İçten içe yanıp kıvranıyordum amma kestiremiyordum bu acının nedenini. Yârimden ayrılığa mı yoksa yâre kavuşmama mı? Tomarlanıp miski amber kokularıyla sürmelendikten sonra iki aşığın buluşmasına anlar kalmıştı. Leyla’ma kavuşuyordum. Üzerimde Leyla’nın adı harf harf, ilmek ilmek dokunurken bedenime divitin mürekkebini içime massediyordum. Kesilip biçilirken bağrımdan kopan feryatları bir tek yüreğim duyuyordu. Ve şikayetçi de değildim. Çünkü ben acıyı yüreği sevdalılarda gördükten sonra kendimden utanır oldum çektiğim acılarda. Ben artık ben değilim senin aşkınla esir oldum, benliğim kül oldu ey Sevgili!

Her bir sayfamdaki yazılarımla yüreği sevda ateşiyle yanan aşıklara seslendim. Vefa yamaçlarının timsali olan duygu yumağı annelere tercüman oldum. Yüreğindeki kabaran duygularla içini dışa vuran ve artık kabın sığmayan heyecanlarını anlatan yüce dağlardaki volkanlar oldum. Her bir damlasıyla yüreği yarılmış topraklara can suyu oldum. İlahi aşkla oturup dertlenmiş ilahi nefhayla dirilmiş yüreklerin diriltici nefesi oldum satırlarda. Gökler ötesinden üveyik kanatlı Cibril tarafından emirler getiren ve Tur Dağında Musa’ya, Nur Dağı’nda Muhammed’e inen mesajların kaynağı oldum. Her bir satırımla insanların yüreklerine inşirahlar üfleyen cümleler oldum bazen.

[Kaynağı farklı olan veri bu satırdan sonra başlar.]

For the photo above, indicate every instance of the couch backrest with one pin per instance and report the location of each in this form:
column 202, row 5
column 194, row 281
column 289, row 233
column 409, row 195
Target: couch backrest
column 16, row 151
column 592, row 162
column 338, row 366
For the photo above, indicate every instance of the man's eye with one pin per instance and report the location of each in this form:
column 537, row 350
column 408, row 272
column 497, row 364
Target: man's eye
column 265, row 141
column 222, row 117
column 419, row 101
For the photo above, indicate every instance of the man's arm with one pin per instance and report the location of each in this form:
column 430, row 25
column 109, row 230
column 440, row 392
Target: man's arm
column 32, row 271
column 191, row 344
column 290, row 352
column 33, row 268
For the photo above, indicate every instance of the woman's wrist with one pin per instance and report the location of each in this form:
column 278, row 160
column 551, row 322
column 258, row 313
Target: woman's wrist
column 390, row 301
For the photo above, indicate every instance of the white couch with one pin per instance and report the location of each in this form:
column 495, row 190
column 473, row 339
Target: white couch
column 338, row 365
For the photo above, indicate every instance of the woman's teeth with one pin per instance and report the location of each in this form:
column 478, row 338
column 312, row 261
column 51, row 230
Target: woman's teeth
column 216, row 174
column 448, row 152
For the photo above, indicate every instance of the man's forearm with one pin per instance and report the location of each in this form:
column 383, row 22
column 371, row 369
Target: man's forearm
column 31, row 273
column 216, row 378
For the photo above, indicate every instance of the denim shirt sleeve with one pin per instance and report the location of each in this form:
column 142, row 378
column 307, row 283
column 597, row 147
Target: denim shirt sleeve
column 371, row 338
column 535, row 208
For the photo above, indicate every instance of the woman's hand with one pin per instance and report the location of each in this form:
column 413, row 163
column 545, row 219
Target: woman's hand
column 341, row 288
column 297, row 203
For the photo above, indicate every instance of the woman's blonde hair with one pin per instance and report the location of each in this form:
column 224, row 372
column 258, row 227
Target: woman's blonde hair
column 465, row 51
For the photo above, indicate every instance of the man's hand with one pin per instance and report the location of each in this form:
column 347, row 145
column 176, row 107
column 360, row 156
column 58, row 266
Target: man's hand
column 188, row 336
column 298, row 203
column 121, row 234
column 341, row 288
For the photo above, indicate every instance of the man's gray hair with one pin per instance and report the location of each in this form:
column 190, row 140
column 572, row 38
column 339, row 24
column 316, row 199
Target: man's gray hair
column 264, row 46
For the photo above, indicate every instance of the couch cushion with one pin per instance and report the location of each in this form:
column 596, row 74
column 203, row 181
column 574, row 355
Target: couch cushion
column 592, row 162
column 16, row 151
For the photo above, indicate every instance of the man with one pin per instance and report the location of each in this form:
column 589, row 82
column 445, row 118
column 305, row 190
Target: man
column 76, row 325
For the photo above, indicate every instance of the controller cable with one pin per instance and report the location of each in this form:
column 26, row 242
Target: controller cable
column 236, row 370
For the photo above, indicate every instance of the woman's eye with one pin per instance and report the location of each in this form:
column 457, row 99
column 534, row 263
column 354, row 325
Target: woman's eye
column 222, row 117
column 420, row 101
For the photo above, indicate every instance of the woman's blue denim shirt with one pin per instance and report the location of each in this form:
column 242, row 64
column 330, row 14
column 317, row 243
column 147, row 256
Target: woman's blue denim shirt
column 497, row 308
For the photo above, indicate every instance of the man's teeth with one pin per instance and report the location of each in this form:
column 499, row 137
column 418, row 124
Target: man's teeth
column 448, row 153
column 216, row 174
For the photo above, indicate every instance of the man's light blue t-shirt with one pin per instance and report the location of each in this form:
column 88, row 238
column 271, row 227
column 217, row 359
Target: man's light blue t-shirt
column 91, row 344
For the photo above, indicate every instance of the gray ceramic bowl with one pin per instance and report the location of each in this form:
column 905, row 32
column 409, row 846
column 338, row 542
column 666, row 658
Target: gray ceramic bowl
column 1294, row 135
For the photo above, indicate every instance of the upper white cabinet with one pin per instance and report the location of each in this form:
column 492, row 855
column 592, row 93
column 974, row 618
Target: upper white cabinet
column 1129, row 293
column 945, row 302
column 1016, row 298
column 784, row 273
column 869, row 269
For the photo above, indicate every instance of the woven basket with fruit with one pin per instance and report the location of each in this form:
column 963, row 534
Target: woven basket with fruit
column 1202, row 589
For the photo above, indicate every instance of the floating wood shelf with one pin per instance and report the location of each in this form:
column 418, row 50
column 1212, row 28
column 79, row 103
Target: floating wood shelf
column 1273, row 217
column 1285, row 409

Hani gün batmaya başlamışken yolunu, yuvasını kaybetmiş, henüz yuvasından çıkma ürkekliğinde bulunan kuğular gibi yüreğim endişeli ve ürkek adımlarla ilerliyor her bir sayfa devamında. Ne de çok benziyorlar yüreğimdeki titreşimlere kuğu kuşları. Bir sonbahar vaktinin hüznü yerinde yüreğim. Son sayfasını okutma ile okutmama arasında kararsız kalan kitaplar. Bir ceylan ürkekliğinde her bir kelimem. Acaba yüreği sevdalı bir kitap dostuna denk gelir miyim acaba?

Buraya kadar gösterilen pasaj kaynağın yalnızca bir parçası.